Ysé Rieffel - Hier à 07:15 - Temps de lecture :

Comme Véronique, 25 % des femmes de 55 à 64 ans vivaient seules en 2023, selon l’Insee.  Photo d’illustration Canva Comme Véronique, 25 % des femmes de 55 à 64 ans vivaient seules en 2023, selon l’Insee. Photo d’illustration Canva

Véronique, 57 ans, a longtemps eu peur d’être seule. Après la mort de son ex-mari en 2009, l’Alsacienne s’est inscrite sur des sites de rencontres pour tenter de retrouver l’amour. Elle rencontre alors un homme et découvre un an plus tard son infidélité sur son téléphone portable. Six ans plus tard, une amie lui présente celui qu’elle pense alors être « le prince charmant ». « Il m’a détruite psychologiquement. J’étais la plus nulle, une conne… », se souvient l’enseignante. Elle reconnaît avoir repéré plusieurs « red flags ». Même sa fille avait tenté de la mettre en garde : « Mais attends maman, il n’est pas fait pour toi », lui disait-elle. Mais Véronique s’accroche : « J’ai voulu insister parce que j’avais peur d’être seule avant tout. » Ils resteront ensemble sept ans, jusqu’à ce qu’il la quitte pour une jeune femme de 18 ans.

Après cette dernière rupture, elle a décidé de tirer un trait sur les hommes. « Je ne voulais plus en entendre parler. Pour moi, c’était tous des cons, j’en avais marre », pense-t-elle alors. Progressivement, la colère laisse place à autre chose : l’envie de « se recentrer sur soi ». Et surtout, Véronique apprend à apprivoiser une solitude qu’elle avait longtemps redoutée. Comme elle, 25 % des femmes de 55 à 64 ans vivaient seules en 2023, selon l’Insee.

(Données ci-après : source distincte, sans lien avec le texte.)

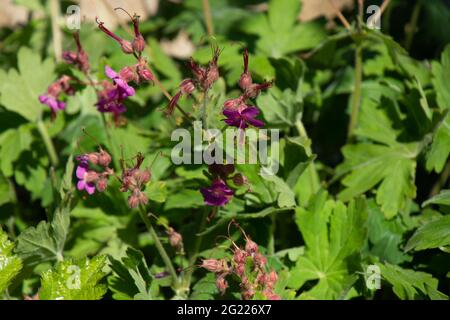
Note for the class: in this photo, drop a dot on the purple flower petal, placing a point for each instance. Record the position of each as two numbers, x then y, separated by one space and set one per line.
90 188
110 73
81 185
256 123
250 112
81 171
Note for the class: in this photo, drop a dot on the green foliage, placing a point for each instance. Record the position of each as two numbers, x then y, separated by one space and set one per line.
410 284
339 202
10 264
74 280
20 93
432 235
333 235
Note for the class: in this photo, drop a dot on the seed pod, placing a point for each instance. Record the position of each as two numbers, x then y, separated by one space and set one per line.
128 74
104 159
126 47
221 284
239 179
251 247
102 183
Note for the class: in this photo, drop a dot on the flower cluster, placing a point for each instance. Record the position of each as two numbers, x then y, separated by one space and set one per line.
250 267
90 179
237 112
112 96
52 97
134 180
219 193
79 58
204 78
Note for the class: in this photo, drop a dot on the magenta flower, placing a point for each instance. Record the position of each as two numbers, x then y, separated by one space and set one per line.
122 86
82 174
52 102
243 117
112 96
218 194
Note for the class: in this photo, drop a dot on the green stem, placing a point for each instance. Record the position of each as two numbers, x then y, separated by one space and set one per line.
205 111
356 98
271 244
48 143
159 247
196 249
112 147
412 25
56 31
208 17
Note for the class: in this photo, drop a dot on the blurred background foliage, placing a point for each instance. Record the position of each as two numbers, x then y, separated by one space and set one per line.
397 156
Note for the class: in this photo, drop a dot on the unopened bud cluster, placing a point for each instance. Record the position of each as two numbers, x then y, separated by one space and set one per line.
250 267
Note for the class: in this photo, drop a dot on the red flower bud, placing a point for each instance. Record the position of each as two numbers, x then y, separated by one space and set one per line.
175 239
128 74
187 86
239 179
104 159
221 284
102 183
251 247
215 265
139 44
126 47
91 176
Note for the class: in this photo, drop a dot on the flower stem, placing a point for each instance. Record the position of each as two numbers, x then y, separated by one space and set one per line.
412 25
194 254
56 31
205 111
356 98
159 247
208 17
48 143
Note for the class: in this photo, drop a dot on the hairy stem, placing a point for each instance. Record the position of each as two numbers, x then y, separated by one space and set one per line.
196 249
56 31
208 17
159 247
412 25
356 98
48 143
205 111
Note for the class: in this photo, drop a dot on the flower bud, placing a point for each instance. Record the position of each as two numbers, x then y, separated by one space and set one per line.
239 179
104 159
251 247
91 176
126 47
102 183
145 74
245 81
260 260
133 201
270 295
139 43
175 239
187 86
215 265
221 284
127 74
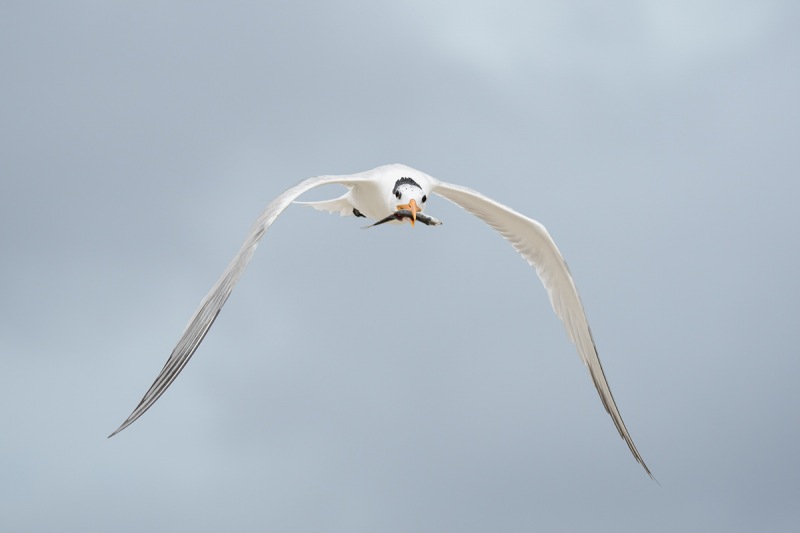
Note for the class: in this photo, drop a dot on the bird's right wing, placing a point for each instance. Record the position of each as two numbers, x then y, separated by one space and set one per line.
211 305
534 243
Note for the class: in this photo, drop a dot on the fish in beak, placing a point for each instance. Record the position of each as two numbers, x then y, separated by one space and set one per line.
411 206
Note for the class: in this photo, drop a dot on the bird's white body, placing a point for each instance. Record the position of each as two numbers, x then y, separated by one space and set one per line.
382 194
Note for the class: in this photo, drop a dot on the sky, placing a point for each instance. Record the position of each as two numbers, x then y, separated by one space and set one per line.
657 141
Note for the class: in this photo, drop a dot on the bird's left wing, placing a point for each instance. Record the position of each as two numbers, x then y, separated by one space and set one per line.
212 304
534 243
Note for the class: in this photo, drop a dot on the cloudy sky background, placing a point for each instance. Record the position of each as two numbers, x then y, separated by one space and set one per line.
658 142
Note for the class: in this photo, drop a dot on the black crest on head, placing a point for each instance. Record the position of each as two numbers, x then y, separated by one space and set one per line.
404 181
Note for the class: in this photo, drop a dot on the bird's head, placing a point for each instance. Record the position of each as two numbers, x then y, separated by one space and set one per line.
408 195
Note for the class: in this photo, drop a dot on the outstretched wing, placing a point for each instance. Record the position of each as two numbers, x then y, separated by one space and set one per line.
534 243
212 304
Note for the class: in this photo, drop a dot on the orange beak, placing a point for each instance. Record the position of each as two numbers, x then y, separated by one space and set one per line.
411 206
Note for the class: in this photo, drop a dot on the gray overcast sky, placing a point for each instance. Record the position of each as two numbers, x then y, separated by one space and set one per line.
658 142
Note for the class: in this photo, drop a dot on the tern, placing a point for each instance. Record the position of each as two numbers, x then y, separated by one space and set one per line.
395 194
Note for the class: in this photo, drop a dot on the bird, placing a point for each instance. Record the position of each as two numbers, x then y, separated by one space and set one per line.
394 194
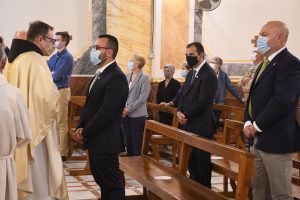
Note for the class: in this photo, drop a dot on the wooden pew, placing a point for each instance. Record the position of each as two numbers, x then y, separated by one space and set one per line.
236 128
228 112
144 169
157 140
75 103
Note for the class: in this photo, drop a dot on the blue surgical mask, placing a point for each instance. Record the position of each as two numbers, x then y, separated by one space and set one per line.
253 56
94 56
57 45
262 44
183 73
130 65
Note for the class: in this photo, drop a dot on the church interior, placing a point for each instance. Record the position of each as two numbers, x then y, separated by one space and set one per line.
160 30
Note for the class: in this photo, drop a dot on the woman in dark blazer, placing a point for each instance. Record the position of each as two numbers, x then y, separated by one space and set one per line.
135 112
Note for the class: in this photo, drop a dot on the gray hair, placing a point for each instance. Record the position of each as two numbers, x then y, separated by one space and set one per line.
218 60
171 67
2 54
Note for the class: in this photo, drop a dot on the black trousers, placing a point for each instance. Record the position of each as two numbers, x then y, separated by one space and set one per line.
105 170
134 129
200 167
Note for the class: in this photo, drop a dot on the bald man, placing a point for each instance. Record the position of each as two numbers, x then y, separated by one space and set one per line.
22 35
271 114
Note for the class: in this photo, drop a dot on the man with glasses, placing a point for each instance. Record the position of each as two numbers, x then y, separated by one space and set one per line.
99 128
61 66
39 165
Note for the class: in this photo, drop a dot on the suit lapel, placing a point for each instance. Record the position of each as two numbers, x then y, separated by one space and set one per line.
107 70
136 80
269 67
196 80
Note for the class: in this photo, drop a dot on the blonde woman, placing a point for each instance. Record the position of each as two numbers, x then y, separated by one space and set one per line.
135 111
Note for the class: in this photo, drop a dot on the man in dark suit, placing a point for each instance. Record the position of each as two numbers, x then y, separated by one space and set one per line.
100 123
195 109
271 114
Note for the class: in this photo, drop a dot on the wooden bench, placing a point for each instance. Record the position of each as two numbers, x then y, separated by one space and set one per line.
157 140
236 128
143 168
76 102
228 112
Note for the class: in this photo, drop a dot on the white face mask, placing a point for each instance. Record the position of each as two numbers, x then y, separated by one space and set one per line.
253 56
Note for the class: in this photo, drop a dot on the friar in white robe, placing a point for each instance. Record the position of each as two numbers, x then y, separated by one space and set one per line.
38 165
14 132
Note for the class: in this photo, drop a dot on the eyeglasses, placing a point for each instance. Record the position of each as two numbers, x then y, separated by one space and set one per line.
51 39
99 47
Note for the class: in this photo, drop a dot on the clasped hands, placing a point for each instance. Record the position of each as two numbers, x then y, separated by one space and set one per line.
250 131
77 135
181 118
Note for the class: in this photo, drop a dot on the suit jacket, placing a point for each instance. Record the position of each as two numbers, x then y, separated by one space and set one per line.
138 94
274 100
196 102
166 94
223 84
101 117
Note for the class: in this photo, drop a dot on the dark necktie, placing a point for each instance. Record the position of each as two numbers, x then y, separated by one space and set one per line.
94 80
263 67
193 76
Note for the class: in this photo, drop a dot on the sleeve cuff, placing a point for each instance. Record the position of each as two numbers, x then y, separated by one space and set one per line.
256 127
247 123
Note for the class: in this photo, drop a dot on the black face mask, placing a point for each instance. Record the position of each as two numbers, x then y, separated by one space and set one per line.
191 60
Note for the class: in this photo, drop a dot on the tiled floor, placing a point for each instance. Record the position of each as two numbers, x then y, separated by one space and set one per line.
84 187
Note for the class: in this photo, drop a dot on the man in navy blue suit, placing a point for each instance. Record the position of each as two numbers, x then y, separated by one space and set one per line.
271 114
195 109
99 128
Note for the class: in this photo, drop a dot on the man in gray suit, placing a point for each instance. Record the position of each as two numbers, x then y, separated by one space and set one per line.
135 111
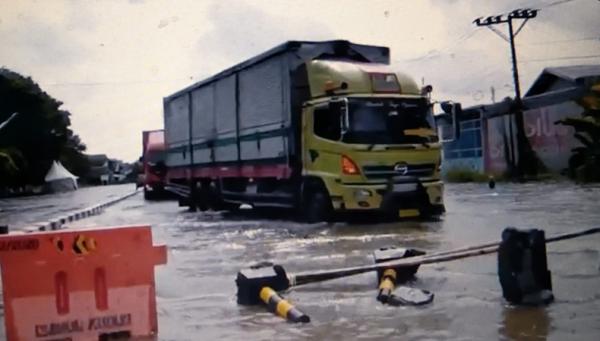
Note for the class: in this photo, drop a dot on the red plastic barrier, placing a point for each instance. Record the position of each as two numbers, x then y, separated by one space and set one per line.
86 284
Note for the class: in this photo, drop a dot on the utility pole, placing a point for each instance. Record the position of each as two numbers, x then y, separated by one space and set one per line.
527 162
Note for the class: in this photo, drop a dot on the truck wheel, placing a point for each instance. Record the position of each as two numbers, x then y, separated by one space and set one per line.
316 207
148 195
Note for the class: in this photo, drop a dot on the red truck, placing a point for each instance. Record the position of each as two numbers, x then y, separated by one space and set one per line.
153 161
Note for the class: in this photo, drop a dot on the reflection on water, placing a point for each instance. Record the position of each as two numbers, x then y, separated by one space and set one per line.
525 323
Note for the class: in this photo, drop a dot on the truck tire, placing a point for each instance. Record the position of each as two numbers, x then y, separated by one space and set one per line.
149 195
316 207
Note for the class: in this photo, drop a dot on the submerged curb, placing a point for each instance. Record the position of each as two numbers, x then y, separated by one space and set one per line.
59 222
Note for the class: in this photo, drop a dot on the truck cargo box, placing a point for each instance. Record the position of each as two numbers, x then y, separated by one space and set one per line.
249 114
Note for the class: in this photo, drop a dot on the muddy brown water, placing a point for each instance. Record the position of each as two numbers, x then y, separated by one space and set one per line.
196 289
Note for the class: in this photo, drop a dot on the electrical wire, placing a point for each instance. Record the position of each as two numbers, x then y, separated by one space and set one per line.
560 58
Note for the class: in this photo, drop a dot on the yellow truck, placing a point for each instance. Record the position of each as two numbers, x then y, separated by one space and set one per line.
319 127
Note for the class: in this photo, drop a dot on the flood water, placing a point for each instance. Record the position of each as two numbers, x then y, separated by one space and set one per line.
197 293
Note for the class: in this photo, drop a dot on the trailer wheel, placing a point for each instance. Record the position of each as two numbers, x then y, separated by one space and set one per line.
316 207
149 195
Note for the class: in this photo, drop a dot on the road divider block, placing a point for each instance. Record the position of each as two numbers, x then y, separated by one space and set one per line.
279 306
84 284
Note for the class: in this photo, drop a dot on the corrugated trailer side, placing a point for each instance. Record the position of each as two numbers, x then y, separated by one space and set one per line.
264 113
177 131
245 121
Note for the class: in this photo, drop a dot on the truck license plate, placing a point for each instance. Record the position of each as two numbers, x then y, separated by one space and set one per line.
409 213
409 187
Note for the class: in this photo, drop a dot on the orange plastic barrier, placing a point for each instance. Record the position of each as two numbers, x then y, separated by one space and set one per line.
85 284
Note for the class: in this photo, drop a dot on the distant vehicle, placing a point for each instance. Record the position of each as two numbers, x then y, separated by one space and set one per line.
319 127
153 161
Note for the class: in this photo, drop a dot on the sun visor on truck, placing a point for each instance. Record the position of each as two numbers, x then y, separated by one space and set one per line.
343 50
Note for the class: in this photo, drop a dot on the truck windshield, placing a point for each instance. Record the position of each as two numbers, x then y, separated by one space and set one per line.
389 121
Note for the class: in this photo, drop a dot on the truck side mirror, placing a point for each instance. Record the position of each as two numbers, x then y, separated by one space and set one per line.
340 107
448 123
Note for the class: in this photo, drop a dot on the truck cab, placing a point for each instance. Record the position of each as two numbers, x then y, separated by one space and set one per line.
369 138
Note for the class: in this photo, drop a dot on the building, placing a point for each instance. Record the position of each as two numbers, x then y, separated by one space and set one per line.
486 145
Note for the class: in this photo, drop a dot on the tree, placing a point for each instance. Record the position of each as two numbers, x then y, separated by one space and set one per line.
39 135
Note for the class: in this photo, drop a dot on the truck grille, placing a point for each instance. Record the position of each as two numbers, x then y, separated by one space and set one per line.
382 172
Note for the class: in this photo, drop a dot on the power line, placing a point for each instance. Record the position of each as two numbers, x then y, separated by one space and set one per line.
563 41
560 58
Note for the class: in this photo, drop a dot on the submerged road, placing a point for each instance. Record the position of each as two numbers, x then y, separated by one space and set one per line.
196 289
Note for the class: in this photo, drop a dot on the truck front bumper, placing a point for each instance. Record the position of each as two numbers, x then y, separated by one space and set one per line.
402 196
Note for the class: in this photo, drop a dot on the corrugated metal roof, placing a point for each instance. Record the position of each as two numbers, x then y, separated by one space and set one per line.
571 74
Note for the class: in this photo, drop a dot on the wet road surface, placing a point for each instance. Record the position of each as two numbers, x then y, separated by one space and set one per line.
196 289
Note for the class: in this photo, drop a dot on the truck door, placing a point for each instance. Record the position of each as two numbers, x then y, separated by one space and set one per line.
321 143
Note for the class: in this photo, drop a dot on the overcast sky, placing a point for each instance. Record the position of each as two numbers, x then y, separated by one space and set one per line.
112 62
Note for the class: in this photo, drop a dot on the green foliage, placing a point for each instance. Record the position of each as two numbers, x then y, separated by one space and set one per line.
584 163
39 134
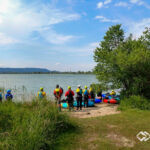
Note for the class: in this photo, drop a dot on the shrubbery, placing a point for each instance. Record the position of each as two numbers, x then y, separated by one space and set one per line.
31 125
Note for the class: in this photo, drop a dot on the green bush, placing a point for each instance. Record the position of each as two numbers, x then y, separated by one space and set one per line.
134 102
31 126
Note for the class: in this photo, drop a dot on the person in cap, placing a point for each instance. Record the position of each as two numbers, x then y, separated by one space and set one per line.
86 96
9 96
70 94
58 93
41 93
79 97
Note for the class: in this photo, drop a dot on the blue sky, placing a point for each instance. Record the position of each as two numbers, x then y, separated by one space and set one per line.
62 34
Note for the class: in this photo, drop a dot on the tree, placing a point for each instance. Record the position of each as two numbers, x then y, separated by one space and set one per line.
126 64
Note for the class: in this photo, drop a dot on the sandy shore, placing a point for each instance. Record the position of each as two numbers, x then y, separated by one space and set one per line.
99 110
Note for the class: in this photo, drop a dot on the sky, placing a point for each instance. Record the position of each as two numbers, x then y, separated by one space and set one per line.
62 34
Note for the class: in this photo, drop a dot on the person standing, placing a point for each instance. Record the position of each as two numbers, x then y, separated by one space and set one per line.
41 93
58 93
69 94
86 97
9 96
79 97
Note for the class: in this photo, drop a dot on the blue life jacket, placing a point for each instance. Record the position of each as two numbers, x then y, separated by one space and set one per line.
41 95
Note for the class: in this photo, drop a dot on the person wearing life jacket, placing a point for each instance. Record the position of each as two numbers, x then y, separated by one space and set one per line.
86 96
9 96
92 94
113 93
41 93
79 97
1 97
58 93
70 94
99 94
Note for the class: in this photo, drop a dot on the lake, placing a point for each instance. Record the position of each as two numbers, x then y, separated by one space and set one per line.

Quatre ans plus tard, cette peur a bel et bien disparu. Elle va au restaurant, sort, fait des activités sans attendre que quelqu’un l’accompagne. « C’est quelque chose que je n’aurais jamais envisagé auparavant », souligne la quinquagénaire, qui y prend désormais un vrai plaisir. « Quand on s’assoit seule sur une terrasse, on discute avec beaucoup plus de monde que quand on est à deux », souligne-t-elle.

Hypnose, thérapie transgénérationnelle, suivi psychologique… Pour comprendre son rapport à l’amour, Véronique a aussi entrepris un long travail sur elle-même. Avec le recul, elle comprend que ses relations amoureuses étaient en partie influencées par le modèle familial dans lequel elle avait grandi. « Aimer, ce n’est pas du tout ce que je croyais. »

Nouvelle définition de l’amour

Son père était « très dirigiste » avec sa mère. Véronique avait intégré l’idée qu’il fallait, en quelque sorte, « obéir ». Elle reconnaît aussi avoir longtemps été dans une forme de « dépendance affective » à accepter « quasiment l’inacceptable » pour conserver « l’amour » de l’autre. L’Alsacienne a désormais une nouvelle définition du verbe aimer. Elle ne veut plus de quelqu’un dont elle aurait « besoin », et s’est affranchie du « rapport de force » qu’elle percevait auparavant entre les hommes et les femmes. « J’aime bien l’idée de “compagnon de vie”. C’est cheminer ensemble. Et pas forcément vivre ensemble, ou être tout le temps ensemble », précise-t-elle.

Après avoir longtemps fait passer sa relation avant elle-même, Véronique a désormais une règle : « Il faut être fidèle à soi avant tout. » Et d’ajouter : « Je serai heureuse seule, je serai heureuse accompagnée. » Et si un « prince un peu charmant » croise finalement son chemin ? Eh bien, ce sera « un plus », la fameuse « cerise sur le gâteau ».